I found strange thing , if you calc. the poles of this cir by ur hand u will find two poles
1: ~ 2 Mhz
2: ~2 Ghz

So the dominant pole (3 db point) is 2 Mhz but in simulation just one pole which is 2 GHZ ???

Note : i calc the pole by my hand but by the simulator values which in the circuit

any explain???

The value of collector current is huge - 288 mA. Are you sure the BJT model is valid at this value of collector current? The value of beta degrades at high collector current.

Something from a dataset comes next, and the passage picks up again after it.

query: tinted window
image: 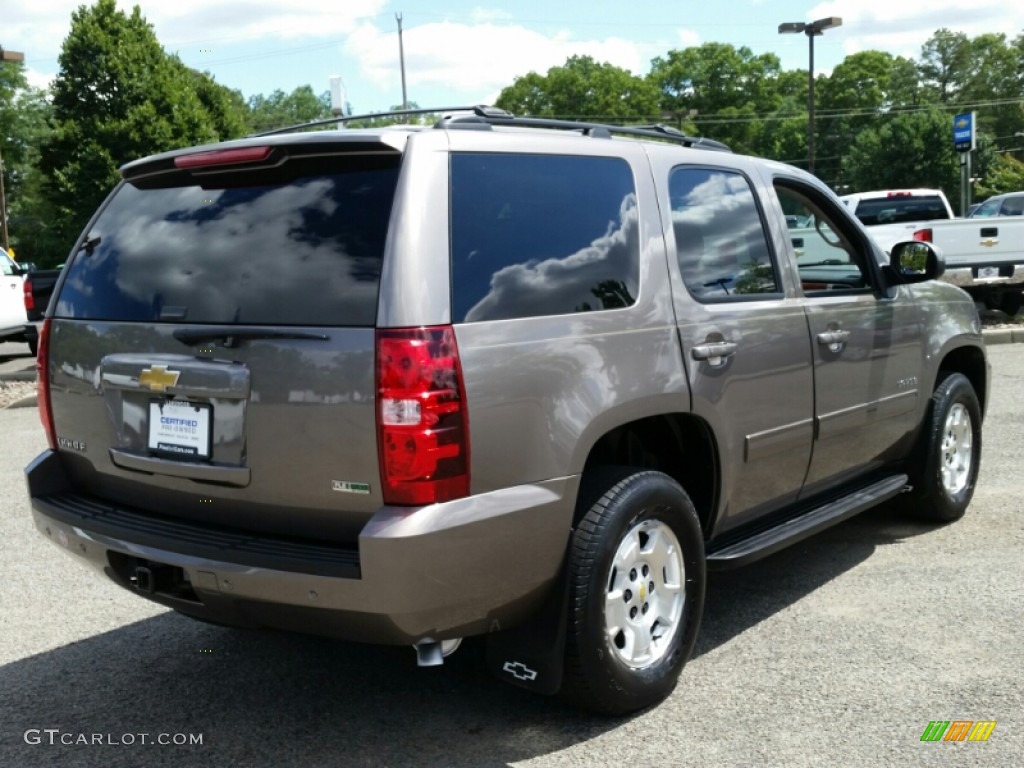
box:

The nominal value of beta in the model is 378.9, but the actual beta in the simulation is 176. Maybe the BJT model is not valid at this value of high current, please verify if model holds good for 288 mA of IC - maybe Gummel Poon model might not be accurate, you might have to use high current (hi-cum) model.

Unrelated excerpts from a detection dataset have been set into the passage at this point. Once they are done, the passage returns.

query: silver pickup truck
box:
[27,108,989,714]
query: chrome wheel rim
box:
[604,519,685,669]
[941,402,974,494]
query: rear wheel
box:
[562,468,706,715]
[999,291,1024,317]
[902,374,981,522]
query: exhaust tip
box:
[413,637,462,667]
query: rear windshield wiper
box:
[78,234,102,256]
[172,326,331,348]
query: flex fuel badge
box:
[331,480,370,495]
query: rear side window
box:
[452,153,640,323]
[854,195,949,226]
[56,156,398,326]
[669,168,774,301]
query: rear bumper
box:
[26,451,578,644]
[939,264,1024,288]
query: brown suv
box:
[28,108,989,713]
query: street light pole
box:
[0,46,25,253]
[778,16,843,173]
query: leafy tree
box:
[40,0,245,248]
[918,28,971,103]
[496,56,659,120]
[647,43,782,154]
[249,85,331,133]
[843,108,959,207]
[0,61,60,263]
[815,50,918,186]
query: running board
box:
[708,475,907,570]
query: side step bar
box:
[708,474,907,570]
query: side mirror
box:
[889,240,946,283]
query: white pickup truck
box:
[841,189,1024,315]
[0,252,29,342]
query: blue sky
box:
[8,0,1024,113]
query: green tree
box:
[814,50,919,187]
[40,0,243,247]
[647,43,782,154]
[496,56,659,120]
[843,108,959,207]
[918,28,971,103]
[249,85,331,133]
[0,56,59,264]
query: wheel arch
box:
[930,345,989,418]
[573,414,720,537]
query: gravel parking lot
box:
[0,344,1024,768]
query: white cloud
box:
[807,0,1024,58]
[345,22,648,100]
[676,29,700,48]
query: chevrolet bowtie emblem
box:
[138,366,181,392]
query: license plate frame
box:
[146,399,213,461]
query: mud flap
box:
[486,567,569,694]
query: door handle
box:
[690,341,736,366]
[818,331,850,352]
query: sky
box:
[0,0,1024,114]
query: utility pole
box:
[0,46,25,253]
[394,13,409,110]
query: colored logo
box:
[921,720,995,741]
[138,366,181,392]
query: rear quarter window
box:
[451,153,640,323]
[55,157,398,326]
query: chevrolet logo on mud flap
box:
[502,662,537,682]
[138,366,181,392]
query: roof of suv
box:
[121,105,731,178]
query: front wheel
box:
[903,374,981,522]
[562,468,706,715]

Coming to hand calculations, the two poles are at the input node (base) and at the output (collector) of the BJT. Can you please let us know the details of your hand calculations :

i) Input R=? C=?
You have a 5K Ohms in parallel with input resistance of BJT. What is the value of capacitance at the input node?
ii) Output R= 15.2 Ohms C=?
Ro for the transistor is Va/Ic, which is 315 Ohms, in parallel with 16 Ohms gives around 15.2 ohms. What is the value of capacitance at the output node?


Bharath

 

[pixel]

well , what r talking about , we know that ac analysis is linearizing the dc point ,so the gain and non -linearity will not be true , but this BJT is in active mode re-check the file Vbe=o.79 and Vce≈9.
hint: note this is BJT not MOS so consider base current .

OK you are wright Vbe=0.79V, not 9V. I work with much lower power and for me IB=1.6mA is something really wrong.

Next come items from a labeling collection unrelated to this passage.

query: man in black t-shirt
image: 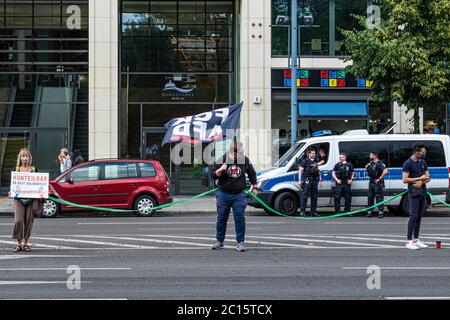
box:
[403,143,431,250]
[211,142,257,252]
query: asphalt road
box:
[0,215,450,299]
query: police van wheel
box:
[274,192,298,215]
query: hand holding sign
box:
[8,171,49,199]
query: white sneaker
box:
[414,240,428,249]
[406,241,419,250]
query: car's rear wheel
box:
[42,199,61,218]
[274,192,298,216]
[133,194,158,217]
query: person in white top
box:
[58,148,72,173]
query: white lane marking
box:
[248,236,400,248]
[29,237,155,249]
[324,220,450,226]
[342,266,450,270]
[0,237,75,249]
[138,227,263,232]
[74,235,211,247]
[0,280,92,286]
[78,221,286,225]
[272,234,432,248]
[0,255,92,260]
[356,234,450,243]
[135,235,324,249]
[0,267,131,271]
[0,246,414,251]
[0,297,128,301]
[384,297,450,300]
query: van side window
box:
[389,141,447,168]
[339,141,388,168]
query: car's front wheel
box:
[274,192,298,216]
[42,199,61,218]
[133,194,157,217]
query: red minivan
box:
[42,159,172,218]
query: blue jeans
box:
[407,192,427,240]
[216,191,247,243]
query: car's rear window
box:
[105,162,138,180]
[138,162,156,178]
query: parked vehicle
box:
[42,159,172,218]
[249,130,450,215]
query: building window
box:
[0,0,89,186]
[119,0,236,193]
[122,1,233,72]
[272,0,370,56]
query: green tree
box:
[342,0,450,133]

I think that tsb_nph has got a point. It seems like model is wrong, and it should be changed. Also you should add load capacitance, because you phyisically have it.
In data-sheet - Fig3. it could be seen that beta depends on current Ic and Vce. For currents greater than 200-300mA beta can have significant drop, which is greater for smaller Vce.
Maybe you should try to lower the current Ic (i.e x1/2), and increase Rc (x2) to get higher current gain and to maintain same Vce voltage (4.5V).

 

[VSMVDD]

you need ic=0 on the collector

 

[PaulHolland]

Hi, Simulation can sometimes be completely noncense: if you make a current source of let say 1 Amp and you put a 1 M Ohm resistor parallel to the current source and accross you put a volt meter you will see: 1 Megavolts... WOW, why doing difficulr in a TV Set. make your simulated currentsource and you can create 25kV for a few cents ....

Paul.

 

[aryajur]

Hello Ahmed,
It puzzled me at first also. I guess the following explanation will clear all points raised by others also:

1. The circuit has been biased in a self biasing scheme which is perfectly valid. The DC operating point is shown alongside the circuit and everything adds up there.
2. 120V is the AC answer given by the simulator for a input AC of 1V, ie. the small signal gain for the circuit is around 120, which also adds up if you calculate it using GM. RO
3. The pole positions as calculated by ahmed are also perfectly valid. Here is the calculation:
At the output R = 16||324 = 15.2
C ≈CBC = 5.76p
so f = 1/(2ΠRC) = 1.82GHz
At the base R = 5k||RPI = 5k||16.8 ≈16.8
C = (3.67n + 120*5.76p) = 4.36n (Miller effect)
so f = 1/(2ΠRC) = 2.17MHz

But the AC analysis shows only the output zero. Here it is not the issue of the model being valid or not since whatever the model is, whether representing reality or not, there is some model and according to that model we are not getting the answer we would expect. The plot should have showed a pole at 2MHz but it doesn't show it only shows one at 2GHz.
The reason is because at the input you are driving it directly from a source! So effectively the base capacitance is being charged through a zero resistance that is why the pole goes to f = ∞ and thus you won't see it in the simulation.
Hope this clears all the doubts

 

[moh2000]

By other words,
As long as the circuit is driven that way, the first pole does not exist. Because the capacitance at the base does see a very low impedance (voltage source).

 

[teteamigo]

To see a pole at f=2MHz choose a coupling capacitor with value lower than or equal to capacitance at Base node to ground.

 

[aryajur]

The input pole will be visible if the input driving source is a current source.